BACKGROUND: Alcohol acts as an addictive substance that may lead to alcohol use disorder. In humans, magnetic resonance imaging showed diverse structural and functional brain alterations associated with this complex pathology. Single magnetic resonance imaging modalities are used mostly but are insufficient to portray and understand the broad neuroadaptations to alcohol. Here, we combined structural and functional magnetic resonance imaging and connectome mapping in mice to establish brain-wide fingerprints of alcohol effects with translatable potential. METHODS: Mice underwent a chronic intermittent alcohol drinking protocol for 6 weeks before being imaged under medetomidine anesthesia. We performed open-ended multivariate analysis of structural data and functional connectivity mapping on the same subjects. RESULTS: Structural analysis showed alcohol effects for the prefrontal cortex/anterior insula, hippocampus, and somatosensory cortex. Integration with microglia histology revealed distinct alcohol signatures, suggestive of advanced (prefrontal cortex/anterior insula, somatosensory cortex) and early (hippocampus) inflammation. Functional analysis showed major alterations of insula, ventral tegmental area, and retrosplenial cortex connectivity, impacting communication patterns for salience (insula), reward (ventral tegmental area), and default mode (retrosplenial cortex) networks. The insula appeared as a most sensitive brain center across structural and functional analyses.
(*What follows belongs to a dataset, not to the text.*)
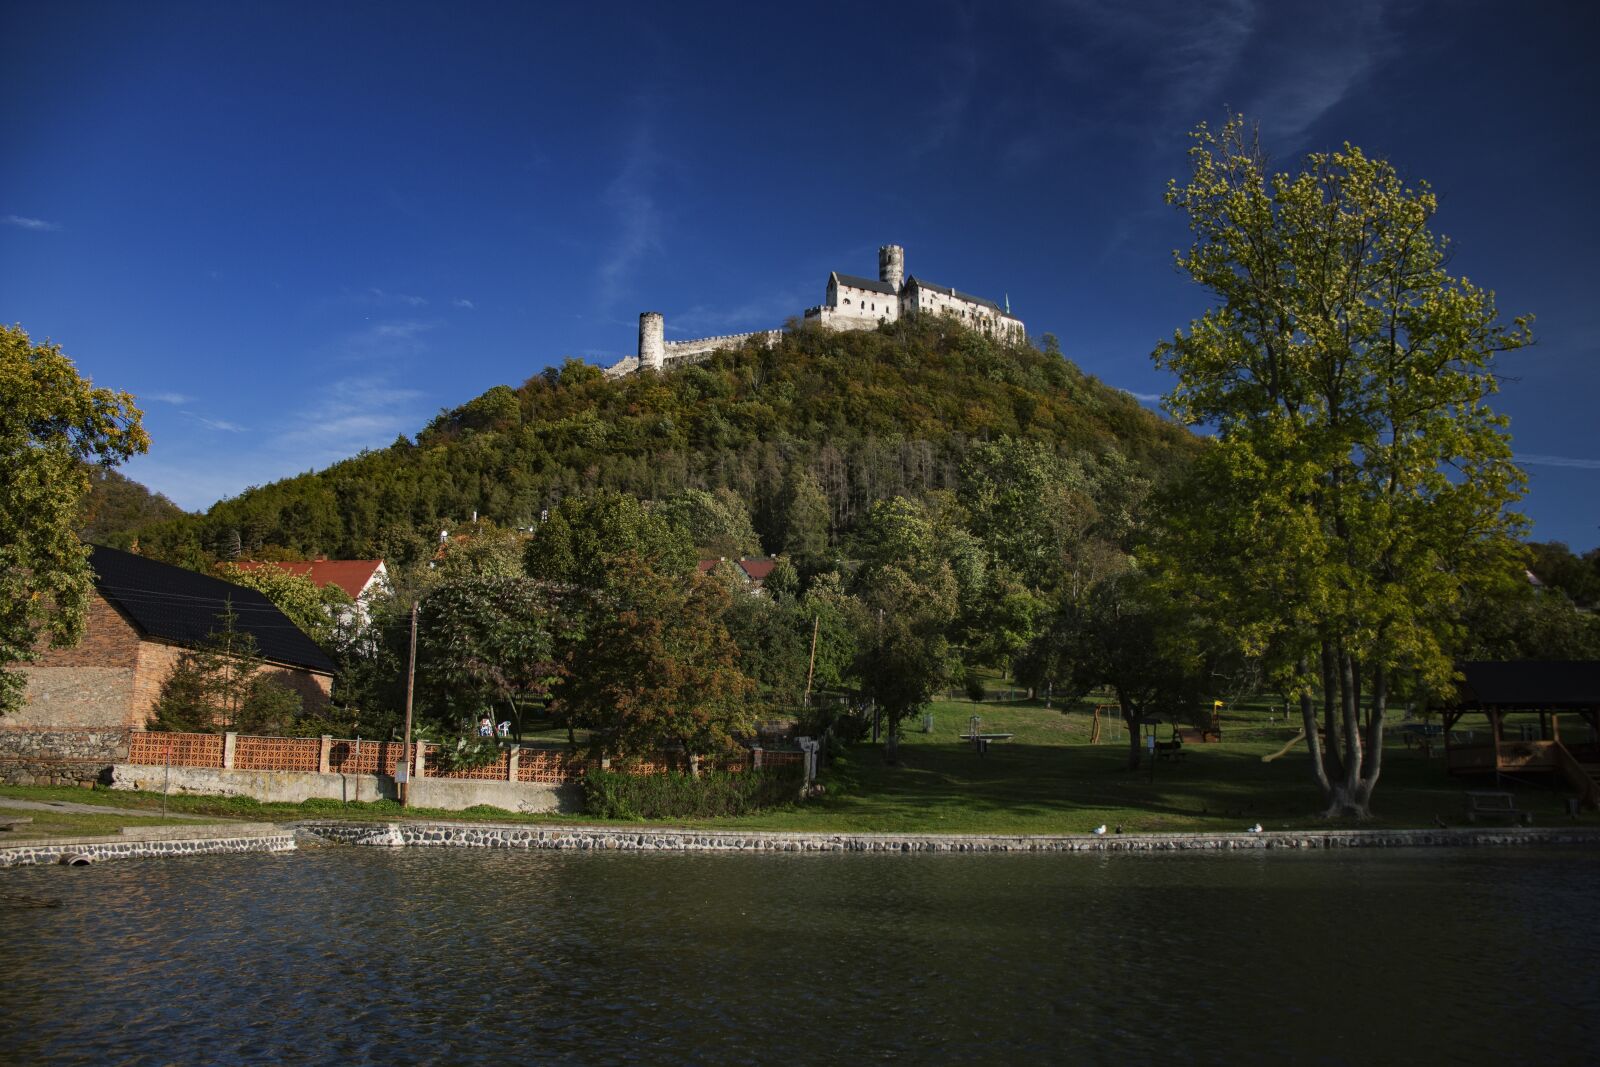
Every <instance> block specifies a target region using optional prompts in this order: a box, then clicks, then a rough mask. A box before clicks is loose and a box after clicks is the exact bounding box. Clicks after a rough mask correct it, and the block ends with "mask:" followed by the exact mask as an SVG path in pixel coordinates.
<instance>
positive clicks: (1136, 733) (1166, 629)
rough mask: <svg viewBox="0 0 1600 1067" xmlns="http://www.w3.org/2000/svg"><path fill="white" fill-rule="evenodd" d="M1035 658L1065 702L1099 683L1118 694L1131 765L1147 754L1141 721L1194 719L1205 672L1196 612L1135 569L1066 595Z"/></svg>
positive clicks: (1120, 708)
CONCLUSIONS: This study demonstrates alcohol effects in mice, which possibly underlie lower top-down control and impaired hedonic balance documented at the behavioral level, and aligns with neuroimaging findings in humans despite the potential limitation induced by medetomidine sedation. This study paves the way to identify further biomarkers and to probe neurobiological mechanisms of alcohol effects using genetic and pharmacological manipulations in mouse models of alcohol drinking and dependence.